Yang C W, Lin H H, Hsieh T Y, Chang W K
Division of Gastroenterology, Department of Internal Medicine, Tri-Service General Hospital, National Defense Medical Center, No 325, Section 2, Cheng-Kung Road, Neihu 11490, Taipei, Taiwan.
BMC Palliat Care. 2015 Nov 5;14:58. doi: 10.1186/s12904-015-0056-5.
Malignant esophageal obstruction leads to dysphagia, deterioration in quality of life, and malnutrition. Traditional bedside nasogastric (NG) tube placement is very difficult under these circumstances. However, endoscopically assisted NG tube placement under fluoroscopic guidance could be an alternative option for establishing palliative enteral nutrition. This study aimed to compare the clinical outcomes of enteral tube feeding and esophageal stenting for patients with malignant esophageal obstruction and a short life expectancy.
Thirty-one patients were divided into 3 groups according to their treatment modality: NG tube (n = 12), esophageal stent group (n = 10), and supportive care with nil per os (NPO) (n = 9). Enteral nutrition, clinical outcomes, length of hospital stay, and median survival were evaluated.

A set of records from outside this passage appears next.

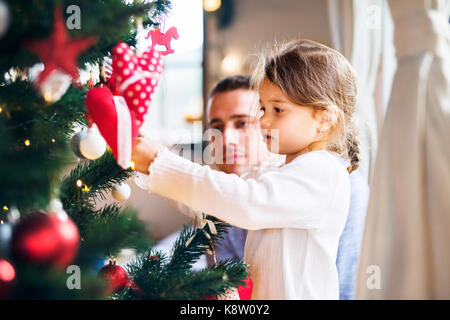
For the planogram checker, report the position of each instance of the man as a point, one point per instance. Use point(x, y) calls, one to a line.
point(231, 111)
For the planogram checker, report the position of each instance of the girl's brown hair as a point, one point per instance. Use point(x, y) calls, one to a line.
point(314, 75)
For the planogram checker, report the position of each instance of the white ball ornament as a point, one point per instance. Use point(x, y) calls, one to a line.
point(92, 145)
point(121, 192)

There were no significant baseline differences among the groups, except in age. The tube and stent groups had significantly higher enteral calorie intake (p = 0.01), higher serum albumin (p < 0.01), shorter hospital stay (p = 0.01), and longer median survival (p < 0.01) than the NPO group. The incidence of dislodgement in the tube group was significantly higher than in the stent group (58% vs. 20%, respectively; p = 0.01). However, stenting costs more than NG tube placement.
Palliative enteral feeding by NG tube is safe, inexpensive, and has a low complication rate. Endoscopically assisted NG tube placement under fluoroscopic guidance could be a feasible palliative option for malignant esophageal obstruction for patients who have a short life expectancy.
恶性食管梗阻会导致吞咽困难、生活质量下降和营养不良。在这种情况下,传统的床边鼻胃管放置非常困难。然而,在荧光透视引导下进行内镜辅助鼻胃管放置可能是建立姑息性肠内营养的一种替代选择。本研究旨在比较肠内管饲和食管支架置入术对预期寿命较短的恶性食管梗阻患者的临床疗效。
31例患者根据治疗方式分为3组:鼻胃管组(n = 12)、食管支架组(n = 10)和禁食支持治疗组(n = 9)。评估肠内营养、临床疗效、住院时间和中位生存期。
除年龄外,各组间基线无显著差异。与禁食支持治疗组相比,鼻胃管组和支架组的肠内热量摄入显著更高(p = 0.01)、血清白蛋白水平更高(p < 0.01)、住院时间更短(p = 0.01)、中位生存期更长(p < 0.01)。鼻胃管组的移位发生率显著高于支架组(分别为58%和20%;p = 0.01)。然而,支架置入的费用高于鼻胃管放置。
鼻胃管姑息性肠内喂养安全、廉价且并发症发生率低。在荧光透视引导下进行内镜辅助鼻胃管放置对于预期寿命较短的恶性食管梗阻患者可能是一种可行的姑息治疗选择。